President Donald Trump’s possible revival of Project Freedom is putting the Strait of Hormuz back into focus, but the next test may be commercial rather than military: whether shipping markets are willing to treat the route as usable again.
Because while a US escort can move a vessel, it cannot automatically restore normal shipping economics, remove war-risk premiums, lower crew risk, or convince traders that delivery schedules are reliable again.
Project Freedom was framed as a way to reopen commercial movement through the Strait of Hormuz after Iran-linked threats and attacks disrupted shipping. Reuters reported that the US operation involved Navy destroyers, aircraft, undersea assets, and about 15,000 troops, with US forces destroying Iranian small boats and intercepting missiles and drones during the initial push.

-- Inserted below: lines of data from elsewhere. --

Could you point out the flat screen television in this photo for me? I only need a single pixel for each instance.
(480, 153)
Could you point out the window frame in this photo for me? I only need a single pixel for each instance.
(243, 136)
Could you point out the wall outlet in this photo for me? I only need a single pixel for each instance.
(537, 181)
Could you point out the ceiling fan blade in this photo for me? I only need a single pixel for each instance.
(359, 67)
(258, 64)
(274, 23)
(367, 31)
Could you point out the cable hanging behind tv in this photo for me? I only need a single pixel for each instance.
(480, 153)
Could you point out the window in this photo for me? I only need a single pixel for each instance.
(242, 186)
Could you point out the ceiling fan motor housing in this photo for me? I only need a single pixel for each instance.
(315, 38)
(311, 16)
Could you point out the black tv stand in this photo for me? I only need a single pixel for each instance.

But the early numbers show the difference between getting a ship through and restoring routine trade. A Channel NewsAsia piece noted that roughly 130 vessels usually pass through the strait each day, while the US effort initially moved only a small number of commercial ships.
The market does not need a full closure to reprice risk. If tankers wait outside the strait, reroute cargo, demand higher compensation, or require added security guarantees, the economic effect begins before the waterway is officially shut.
That is why the insurance layer matters. Breaking Defense cited analysts saying it could take time before commercial shipping companies feel safe enough to move through Hormuz, with one former Pentagon official saying insurers may be even more important than ship operators in determining whether traffic resumes.
For operators, the decision is not made on a single successful escort. It is made on repeatability: whether the next voyage can be insured, staffed, scheduled, and completed without turning into a balance-sheet event.
Reuters reported that Trump paused Project Freedom on May 5 for a “short period” to see whether an agreement with Iran could be finalized and signed, while the US blockade remained in force.
The pause also exposed the coalition problem. According to a Reuters report, South Korea stopped reviewing possible participation in the operation after Washington suspended it.
Now, Trump’s reported rejection of Iran’s latest response to a US proposal now puts the operation back in focus. If talks weaken and Project Freedom resumes, the next phase would not simply test whether Washington can force open a lane. It would test whether markets view that lane as durable enough to price normally.